What is always funny to me is that when I pitched the class I did not know if an “iPad film class” was even possible.  So, that Kickstater moment will always be that moment when the clouds parted and the sun shone down. 

I immediately reached out to Padcaster.  Padcaster had become our most significant ally in this process, and no one has been more supportive.  The fact is, their support has created a loyal admirer, and even when they have encouraged us to experiment and try other devices, the dedication they have given to this art form and their attention to detail has made them the greatest resource for any teacher or school who is hoping to incorporate this level of innovation in their classroom.

How does Padcaster impact the filmmaking process and the final product? 

It is simply a quality product.  As the kids say… “Dead Ass.”  Can I say that? (laughs)

I have so many different products that we have explored in our class. There is no question that the Padcaster is just the best product.  The versatility and quality of the project allow a teacher or filmmaker to think outside the box. 
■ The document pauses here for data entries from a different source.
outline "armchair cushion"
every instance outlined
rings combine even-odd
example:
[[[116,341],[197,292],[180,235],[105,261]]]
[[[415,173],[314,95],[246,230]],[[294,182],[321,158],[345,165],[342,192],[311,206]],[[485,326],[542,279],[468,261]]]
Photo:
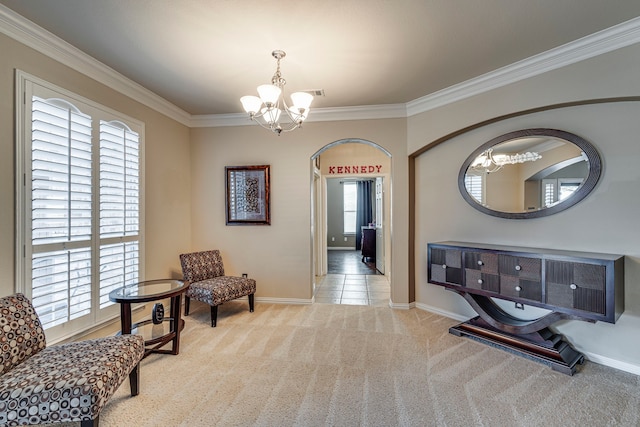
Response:
[[[197,286],[189,286],[187,296],[209,305],[220,305],[255,291],[256,281],[253,279],[220,276],[197,282]]]
[[[0,375],[46,347],[44,330],[31,302],[22,294],[0,299]]]

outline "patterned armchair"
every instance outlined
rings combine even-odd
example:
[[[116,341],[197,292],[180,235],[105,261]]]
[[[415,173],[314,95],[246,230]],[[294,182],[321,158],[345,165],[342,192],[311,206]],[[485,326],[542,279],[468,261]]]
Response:
[[[218,306],[236,298],[249,297],[249,311],[253,312],[256,281],[246,277],[225,276],[219,250],[192,252],[180,255],[182,275],[188,282],[185,293],[184,315],[189,315],[191,298],[211,306],[211,326],[215,327]]]
[[[77,422],[98,426],[100,411],[129,376],[138,394],[144,339],[122,335],[46,346],[31,302],[0,298],[0,425]]]

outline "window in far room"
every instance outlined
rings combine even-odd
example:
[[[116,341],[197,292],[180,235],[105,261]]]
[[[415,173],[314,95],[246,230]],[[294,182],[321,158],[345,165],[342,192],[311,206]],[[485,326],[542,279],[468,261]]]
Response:
[[[484,174],[473,174],[467,171],[464,176],[464,186],[467,192],[478,201],[480,204],[484,204]]]
[[[356,233],[356,202],[357,187],[355,182],[345,182],[342,185],[344,206],[344,234]]]

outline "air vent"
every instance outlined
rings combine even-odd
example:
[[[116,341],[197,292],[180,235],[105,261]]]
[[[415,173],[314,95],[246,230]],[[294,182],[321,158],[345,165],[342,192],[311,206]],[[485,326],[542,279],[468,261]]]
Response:
[[[313,96],[324,96],[324,89],[308,89],[301,90],[300,92],[310,93]]]

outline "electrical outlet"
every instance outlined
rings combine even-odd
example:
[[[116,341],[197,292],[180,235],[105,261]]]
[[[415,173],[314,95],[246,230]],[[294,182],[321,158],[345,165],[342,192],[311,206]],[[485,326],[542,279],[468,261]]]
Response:
[[[524,304],[523,304],[523,303],[521,303],[521,302],[517,302],[517,303],[516,303],[516,308],[517,308],[518,310],[524,310]]]
[[[242,273],[242,277],[246,279],[249,275],[247,273]]]
[[[336,241],[336,238],[335,238],[335,237],[332,237],[332,238],[331,238],[331,241],[332,241],[332,242],[335,242],[335,241]]]
[[[347,238],[346,238],[346,237],[344,238],[344,241],[345,241],[345,242],[347,241]]]

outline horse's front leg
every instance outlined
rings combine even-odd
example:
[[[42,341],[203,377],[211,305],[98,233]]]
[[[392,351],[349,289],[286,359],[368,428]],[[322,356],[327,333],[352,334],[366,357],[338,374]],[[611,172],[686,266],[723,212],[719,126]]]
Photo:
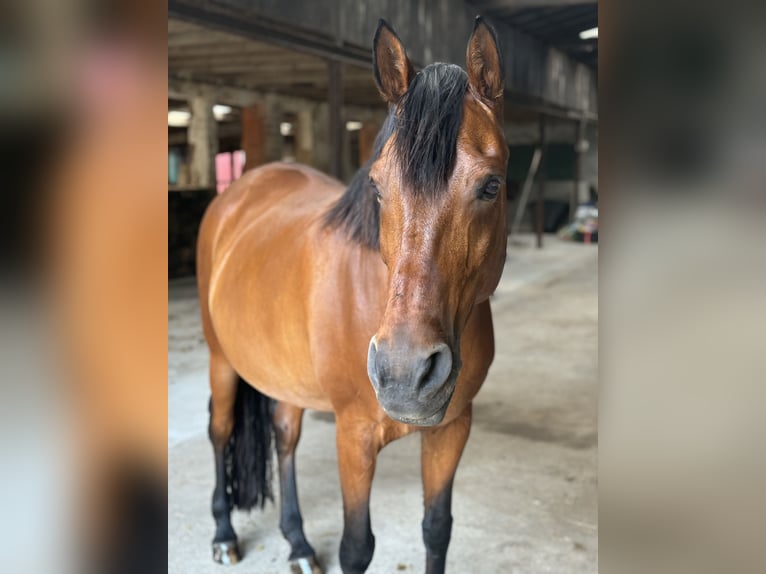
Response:
[[[470,430],[471,405],[468,405],[448,425],[424,430],[422,434],[426,574],[444,572],[452,532],[452,480]]]
[[[339,415],[336,421],[338,468],[343,492],[343,574],[363,574],[372,561],[375,537],[370,525],[370,489],[380,445],[375,423]]]

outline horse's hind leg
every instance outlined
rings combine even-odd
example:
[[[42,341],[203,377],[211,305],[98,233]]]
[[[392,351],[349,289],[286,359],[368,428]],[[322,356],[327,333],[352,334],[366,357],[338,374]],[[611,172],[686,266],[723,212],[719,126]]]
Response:
[[[303,409],[278,403],[274,409],[274,431],[279,463],[279,528],[290,544],[290,565],[296,574],[322,574],[314,549],[303,533],[303,518],[295,484],[295,447],[301,436]]]
[[[213,490],[213,560],[220,564],[239,562],[237,535],[231,526],[232,502],[226,492],[226,445],[234,430],[234,405],[239,379],[229,362],[218,353],[210,353],[210,426],[208,434],[215,457]]]

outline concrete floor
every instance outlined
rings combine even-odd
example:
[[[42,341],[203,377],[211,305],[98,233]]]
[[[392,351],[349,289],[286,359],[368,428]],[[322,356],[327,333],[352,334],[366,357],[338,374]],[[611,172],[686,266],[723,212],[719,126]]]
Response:
[[[546,237],[509,246],[493,297],[497,355],[474,405],[455,479],[448,571],[598,571],[598,248]],[[191,281],[169,292],[168,572],[286,574],[276,505],[235,513],[245,559],[210,556],[212,450],[207,349]],[[382,452],[372,492],[376,550],[368,572],[422,572],[419,438]],[[309,412],[297,452],[306,534],[327,574],[339,573],[342,509],[332,417]]]

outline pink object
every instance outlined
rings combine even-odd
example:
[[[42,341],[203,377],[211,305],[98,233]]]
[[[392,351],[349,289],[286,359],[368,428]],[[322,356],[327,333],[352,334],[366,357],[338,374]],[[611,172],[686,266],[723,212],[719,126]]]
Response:
[[[215,179],[218,193],[224,191],[238,179],[245,169],[245,152],[237,150],[223,152],[215,156]]]

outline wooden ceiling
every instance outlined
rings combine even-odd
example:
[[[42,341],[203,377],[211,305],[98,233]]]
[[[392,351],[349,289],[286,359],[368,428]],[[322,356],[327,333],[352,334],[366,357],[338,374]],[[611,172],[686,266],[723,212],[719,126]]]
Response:
[[[179,80],[327,99],[326,60],[177,19],[168,20],[168,75]],[[343,64],[343,99],[349,104],[382,105],[371,69]]]

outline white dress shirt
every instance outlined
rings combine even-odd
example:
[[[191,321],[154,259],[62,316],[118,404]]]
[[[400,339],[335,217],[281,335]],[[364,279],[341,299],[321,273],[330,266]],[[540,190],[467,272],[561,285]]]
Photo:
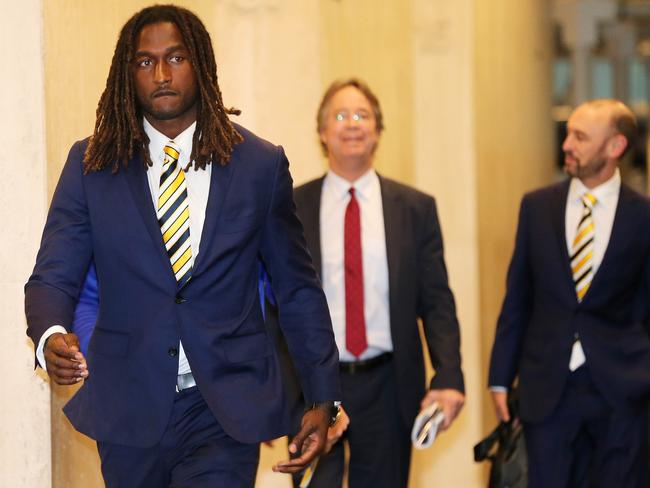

I have used it as a steady cam rig, to attach sound equipment, with my go pro, with my camera, with multiple cameras, etc. It is a versatile product, and as the technology has changed the product has remained useable and relevant.  

Your program has been so successful. What are some of your goals moving forward?

I have said so much, but I have a simple answer for this question.  I hope other teachers and administrators see this article and learn about our program and I hope those teachers and administrators take a risk on a similar program.